I tried the 650 and it does not lift as much as the 300 I would stay with the 300 as I saw no reason other than the cab is a bit nicer on the 650 to purchase one. just my 2 cents

www.procutfirewood.com


----------



## forestfireguy (Oct 7, 2006)

Jon,

Buy a backhoe and get it over with..........LOL.

Ed


----------



## FLC2004 (Aug 29, 2010)

forestfireguy;1083883 said:


> Jon,
> 
> Buy a backhoe and get it over with..........LOL.
> 
> Ed


LOL, Trust me Ed, i wish i could. If i had a F-650 or F-750 now to pull it, or something to use it for during the year, i'd buy a 580 super M in a second. Im planning on buying a F-750 american roll-off body with an extra container or 2 (10-15 yard) in the spring so hopefully i'll be getting into a backhoe next year.


----------



## forestfireguy (Oct 7, 2006)

Jon,

Be careful jumping into a backhoe. I was kidding. it's a big payment if you can't really work it and get a good rate. But when the time is right let me know, we just bought 2.5 yard loader and the guy has 2 backhoes, 4x4's of course that he's likely going to unload next year.

BUT on the brighter side got a court date with our buddy over on hburg tpk, end of Novemeber, so we'll see where that goes. if you get into a job where you need a backhoe this year and you don't want to use Kenny give me a call...

Ed


----------



## FLC2004 (Aug 29, 2010)

forestfireguy;1084582 said:


> Jon,
> 
> Be careful jumping into a backhoe.

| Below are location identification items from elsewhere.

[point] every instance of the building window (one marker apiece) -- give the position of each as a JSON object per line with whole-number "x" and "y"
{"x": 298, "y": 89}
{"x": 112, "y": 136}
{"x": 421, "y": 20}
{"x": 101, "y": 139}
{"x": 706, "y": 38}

I was kidding. it's a big payment if you can't really work it and get a good rate. But when the time is right let me know, we just bought 2.5 yard loader and the guy has 2 backhoes, 4x4's of course that he's likely going to unload next year.
> 
> ...


LOL, yeah i know, hopefully next year. Thats good you guys got a date, u know him though, don't expect to get too far, lol. So, we're actually finally ready for cleanups. We need lots of snow this year. Does it seem like the same people every year wait till the first snow flake hits the ground to mail the contracts back? I don't know about you guys but its the same 'ol story over here with the same clients that wait till the last minute with snow contracts, but they are the same ones every year and its to be expected of them but its still frustrating.


----------